The January 2, 2014 installment of CQ Homeland Security's (subscription required) “Experts Weigh In” feature asked DC Partner Clark Kent Ervin and Senior Policy Advisor Norma Krayem the following question regarding the National Security Agency’s surveillance activities in 2013:
“Despite the anger surrounding disclosures about the National Security Agency’s surveillance activities this past year, Congress has been unwilling or unable to rein it in. Which side gets stronger the longer this goes on — those who prioritize national security or those who want more privacy and civil liberties?”
The CQ series brings homeland security experts in the public, private and academic sectors to weigh in on the lessons of 2013 and what’s in store for the country in 2014.
Mr. Ervin responded with:
This depends entirely on whether there is another attack or serious disrupted plot. If, as time goes by, neither happens, the “civil liberties first side” will prevail. If one or the other happens, the “security first side” will prevail. We wouldn’t be talking about weakening our intelligence capabilities now, if the Snowden revelations had been followed by an attack or a serious disrupted plot. We forget that just months before the revelations, left and right, after Boston, were complaining that our intelligence agencies were still failing to “connect the dots.” One of our key problems is our tendency to let “events” whipsaw us on terrorism between complacency and hysteria. In the age of terrorism, we can’t have both 100 percent security and 100 percent liberty.

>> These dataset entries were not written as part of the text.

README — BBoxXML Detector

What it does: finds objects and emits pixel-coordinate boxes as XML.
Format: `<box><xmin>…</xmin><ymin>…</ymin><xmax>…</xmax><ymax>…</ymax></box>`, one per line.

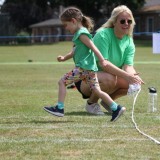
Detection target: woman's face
<box><xmin>114</xmin><ymin>12</ymin><xmax>133</xmax><ymax>39</ymax></box>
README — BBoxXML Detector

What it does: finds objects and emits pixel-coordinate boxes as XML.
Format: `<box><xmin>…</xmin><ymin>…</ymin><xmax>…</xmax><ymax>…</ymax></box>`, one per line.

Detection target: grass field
<box><xmin>0</xmin><ymin>42</ymin><xmax>160</xmax><ymax>160</ymax></box>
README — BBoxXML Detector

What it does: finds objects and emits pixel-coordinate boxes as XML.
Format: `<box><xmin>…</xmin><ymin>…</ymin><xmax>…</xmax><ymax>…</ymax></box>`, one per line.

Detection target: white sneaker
<box><xmin>127</xmin><ymin>83</ymin><xmax>141</xmax><ymax>95</ymax></box>
<box><xmin>85</xmin><ymin>103</ymin><xmax>104</xmax><ymax>115</ymax></box>
<box><xmin>100</xmin><ymin>101</ymin><xmax>112</xmax><ymax>113</ymax></box>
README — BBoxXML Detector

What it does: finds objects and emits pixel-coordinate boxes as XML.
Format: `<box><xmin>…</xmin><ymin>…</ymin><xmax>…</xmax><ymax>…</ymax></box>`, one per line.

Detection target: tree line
<box><xmin>1</xmin><ymin>0</ymin><xmax>145</xmax><ymax>33</ymax></box>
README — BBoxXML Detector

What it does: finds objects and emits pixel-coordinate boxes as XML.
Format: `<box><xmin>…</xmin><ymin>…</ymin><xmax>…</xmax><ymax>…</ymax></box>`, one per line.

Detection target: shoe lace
<box><xmin>93</xmin><ymin>104</ymin><xmax>101</xmax><ymax>113</ymax></box>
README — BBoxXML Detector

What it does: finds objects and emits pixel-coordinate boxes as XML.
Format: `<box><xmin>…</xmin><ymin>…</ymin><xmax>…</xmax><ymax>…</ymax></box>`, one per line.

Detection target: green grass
<box><xmin>0</xmin><ymin>42</ymin><xmax>160</xmax><ymax>160</ymax></box>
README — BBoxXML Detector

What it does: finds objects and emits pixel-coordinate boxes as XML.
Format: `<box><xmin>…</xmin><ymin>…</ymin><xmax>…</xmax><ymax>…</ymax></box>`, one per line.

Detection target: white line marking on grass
<box><xmin>0</xmin><ymin>61</ymin><xmax>160</xmax><ymax>65</ymax></box>
<box><xmin>0</xmin><ymin>137</ymin><xmax>146</xmax><ymax>143</ymax></box>
<box><xmin>0</xmin><ymin>62</ymin><xmax>74</xmax><ymax>65</ymax></box>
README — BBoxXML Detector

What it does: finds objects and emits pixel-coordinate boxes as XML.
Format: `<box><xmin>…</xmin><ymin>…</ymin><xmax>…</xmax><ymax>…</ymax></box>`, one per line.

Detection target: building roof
<box><xmin>29</xmin><ymin>19</ymin><xmax>62</xmax><ymax>28</ymax></box>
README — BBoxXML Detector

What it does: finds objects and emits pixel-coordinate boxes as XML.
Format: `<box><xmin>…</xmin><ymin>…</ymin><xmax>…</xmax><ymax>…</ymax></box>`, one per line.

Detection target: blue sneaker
<box><xmin>111</xmin><ymin>105</ymin><xmax>126</xmax><ymax>122</ymax></box>
<box><xmin>43</xmin><ymin>106</ymin><xmax>64</xmax><ymax>117</ymax></box>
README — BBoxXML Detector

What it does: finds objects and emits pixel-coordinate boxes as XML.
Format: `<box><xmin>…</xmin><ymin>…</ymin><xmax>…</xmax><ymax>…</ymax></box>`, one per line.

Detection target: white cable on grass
<box><xmin>132</xmin><ymin>89</ymin><xmax>160</xmax><ymax>145</ymax></box>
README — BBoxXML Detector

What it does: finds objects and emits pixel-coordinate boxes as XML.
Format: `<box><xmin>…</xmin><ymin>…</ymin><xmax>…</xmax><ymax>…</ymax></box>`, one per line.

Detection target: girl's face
<box><xmin>62</xmin><ymin>18</ymin><xmax>78</xmax><ymax>34</ymax></box>
<box><xmin>114</xmin><ymin>12</ymin><xmax>132</xmax><ymax>38</ymax></box>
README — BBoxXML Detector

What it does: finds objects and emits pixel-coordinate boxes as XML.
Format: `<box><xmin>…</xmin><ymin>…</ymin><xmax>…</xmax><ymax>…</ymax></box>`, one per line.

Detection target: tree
<box><xmin>1</xmin><ymin>0</ymin><xmax>145</xmax><ymax>32</ymax></box>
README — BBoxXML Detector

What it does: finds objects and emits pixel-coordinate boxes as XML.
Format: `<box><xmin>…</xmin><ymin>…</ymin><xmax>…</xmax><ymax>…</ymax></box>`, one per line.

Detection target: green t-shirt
<box><xmin>72</xmin><ymin>27</ymin><xmax>98</xmax><ymax>71</ymax></box>
<box><xmin>93</xmin><ymin>28</ymin><xmax>135</xmax><ymax>70</ymax></box>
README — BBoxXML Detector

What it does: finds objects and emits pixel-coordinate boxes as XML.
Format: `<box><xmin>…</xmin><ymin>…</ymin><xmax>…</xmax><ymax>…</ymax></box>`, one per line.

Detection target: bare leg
<box><xmin>58</xmin><ymin>80</ymin><xmax>66</xmax><ymax>103</ymax></box>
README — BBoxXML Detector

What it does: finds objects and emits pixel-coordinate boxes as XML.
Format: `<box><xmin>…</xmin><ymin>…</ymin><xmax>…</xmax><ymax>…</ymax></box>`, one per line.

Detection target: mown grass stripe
<box><xmin>0</xmin><ymin>61</ymin><xmax>160</xmax><ymax>65</ymax></box>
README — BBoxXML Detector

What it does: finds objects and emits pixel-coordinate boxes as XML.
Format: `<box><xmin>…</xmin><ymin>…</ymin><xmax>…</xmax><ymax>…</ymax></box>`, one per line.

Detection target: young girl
<box><xmin>44</xmin><ymin>7</ymin><xmax>125</xmax><ymax>121</ymax></box>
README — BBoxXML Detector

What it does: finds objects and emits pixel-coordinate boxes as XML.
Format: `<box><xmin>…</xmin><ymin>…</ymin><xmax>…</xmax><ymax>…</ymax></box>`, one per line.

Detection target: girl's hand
<box><xmin>128</xmin><ymin>73</ymin><xmax>145</xmax><ymax>84</ymax></box>
<box><xmin>99</xmin><ymin>60</ymin><xmax>108</xmax><ymax>69</ymax></box>
<box><xmin>57</xmin><ymin>56</ymin><xmax>64</xmax><ymax>62</ymax></box>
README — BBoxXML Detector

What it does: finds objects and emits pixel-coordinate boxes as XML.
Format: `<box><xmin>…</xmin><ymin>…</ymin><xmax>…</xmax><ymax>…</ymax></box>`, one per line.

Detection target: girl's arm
<box><xmin>57</xmin><ymin>49</ymin><xmax>74</xmax><ymax>62</ymax></box>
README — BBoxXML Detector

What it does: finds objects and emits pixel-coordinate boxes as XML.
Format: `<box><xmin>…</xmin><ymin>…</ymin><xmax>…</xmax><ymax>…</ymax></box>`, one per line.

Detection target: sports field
<box><xmin>0</xmin><ymin>41</ymin><xmax>160</xmax><ymax>160</ymax></box>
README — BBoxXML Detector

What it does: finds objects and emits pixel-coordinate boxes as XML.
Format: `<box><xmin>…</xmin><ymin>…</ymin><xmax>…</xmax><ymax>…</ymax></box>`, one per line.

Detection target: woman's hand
<box><xmin>127</xmin><ymin>73</ymin><xmax>145</xmax><ymax>84</ymax></box>
<box><xmin>57</xmin><ymin>55</ymin><xmax>64</xmax><ymax>62</ymax></box>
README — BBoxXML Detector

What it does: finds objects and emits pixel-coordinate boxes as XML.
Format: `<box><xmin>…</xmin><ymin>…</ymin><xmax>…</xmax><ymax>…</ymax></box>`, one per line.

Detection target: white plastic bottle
<box><xmin>148</xmin><ymin>87</ymin><xmax>157</xmax><ymax>112</ymax></box>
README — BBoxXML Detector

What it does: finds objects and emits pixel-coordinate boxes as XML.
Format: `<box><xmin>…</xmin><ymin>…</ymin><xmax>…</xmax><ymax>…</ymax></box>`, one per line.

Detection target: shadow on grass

Ms. Krayem shared these thoughts:
This does not need to be a zero sum game. The United States has long had to balance national security issues and privacy/civil liberties. There can be an appropriate balance — it is one that takes time and effort — but all Americans expect their government to work through these difficult issues and this is clearly one of them. The last week has also shown that the courts will take action, and that action may or may not result in an even more patchwork outcome. At the end of the day, it behooves the Administration and the Congress to work together to come up with the right balance.